Because he has spent an almost 30-year long academic career toiling as a professor, Weill has left a paper trail of writing that reveals a great deal about the approach he will take to his new job.
Weil also has written reports for DOL, including one in 2012 on how the Wage and Hour Division should be managed that offers significant insight into Weil’s priorities and his approach to enforcement of wage and hour laws. That report identifies several “priority industries”–including logistics providers and moving companies.
Terence Smith of the law firm of DLA Piper LLP cites that report to predict how Weill will act. “Weil is more partisan than scholar; he has openly endorsed aggressively coercive union tactics, including advocating the use of regulatory agencies to advance union campaigns” and his “willingness to subordinate fact to partisan results is well established,” Smith says.
He notes that the Wall Street Journal called Weil “a life-long, left-wing academic with labor-union sympathies, no private-sector experience or legal training, and limited management experience.”
“Under Weil, agency success will be defined quantitatively: that is, success = more DOL lawsuits,” Smith says, pointing out that President Obama’s budget proposal includes an unprecedented jump in funding for the Wage and Hour Division, with funds earmarked for strategic enforcement activities.
Smith says that under Weil DOL will subordinate the merits to serve union agendas. “Weil’s Strategic Enforcement study laments the decline of union representation and encourages an active partnership between regulatory agencies and unions. Put bluntly, a union need only ask to trigger an investigation.”
Smith predicts “the emphasis will be on accountability for the sins of others.” Weil’s 2012 report urges that “fissured industries” – his term for business plans that include outsourcing – requires that companies be held responsible for the violations of other employers they do business with, regardless of existing legal rules. He urges regulators to “act on webs or networks of employers, not on single, fixed organizations.”

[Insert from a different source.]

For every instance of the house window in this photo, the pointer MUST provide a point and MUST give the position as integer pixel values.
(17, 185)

DOL began applying Weil’s plan before he was sworn in, Smith observes. In one case, the department did not question a company’s compliance but demanded that it identify every entity with which it had done business and every entity with which it planned to do business.
DOL also ordered a company to require its suppliers comply with the FLSA, monitor their compliance, and report those audits to DOL.
“In short, Weil appreciates the cost of far-reaching investigations and litigation, and proposes to use that cost to shakedown the convenient rather than prosecute the guilty,” Smith says.
Expect Weil to ignore the law to pursue a personal agenda, Smith warns. “While couched in academic jargon, his own words reveal an intention to ignore the laws passed by Congress in making those shakedowns.”
Smith cites this quote taken directly from Weil: ‘The direct, two-party relationship assumed in federal and state legislation and embodied in traditional approaches to enforcement no longer describes the employment situation on the ground.”
Smith says Weil will approach enforcement like trophy hunter, targeting industries and then targeting the biggest and best companies in those industries. “In short, enforcement efforts will have nothing to do with whether a company has violated the FLSA but only with its success.”